– Mówiłem już, że powinno się pracować dla idei – powiedział Marszałek Stanisław Karczewski, odnosząc się do strajku nauczycieli. Wydaje się, że rządzący z Prawa i Sprawiedliwości już kompletnie stracili kontakt z rzeczywistością, mimo że jeszcze nie dobiegła końca ich pierwsza kadencja.
Trwa właśnie strajk nauczycieli nakręcany przez Związek Nauczycielstwa Polskiego, w którym związkowcy domagają się podwyżki o 1000 złotych. Nie domagają się oni jednak zmian systemowych, które faktycznie pomogłyby nauczycielom.
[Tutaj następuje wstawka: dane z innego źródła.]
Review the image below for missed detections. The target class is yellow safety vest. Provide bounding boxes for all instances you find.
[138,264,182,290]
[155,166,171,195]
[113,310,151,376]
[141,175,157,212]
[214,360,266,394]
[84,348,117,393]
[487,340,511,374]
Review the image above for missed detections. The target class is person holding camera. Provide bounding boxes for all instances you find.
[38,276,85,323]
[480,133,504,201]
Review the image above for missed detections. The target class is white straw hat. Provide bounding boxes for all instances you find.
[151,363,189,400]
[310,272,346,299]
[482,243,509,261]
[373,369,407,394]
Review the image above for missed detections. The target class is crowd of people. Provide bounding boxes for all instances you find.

W tym samym czasie butę i arogancję władzy postanowił po raz kolejny podkreślić Stanisław Karczewski. – Znowu będę hejtowany i skrytykowany, bo kiedyś już mówiłem, przy sporze z rezydentami, że powinno się pracować dla idei – stwierdził Marszałek Senatu.
– Ja pracowałem dla idei, pracuję dla idei i będę pracował dla idei, a dla dzieci jeszcze tym bardziej powinniśmy pracować – dodał Karczewski. Wg oświadczenia majątkowego Karczewski w 2017 roku zarobił ponad 200 tysięcy złotych za „pracę dla idei”.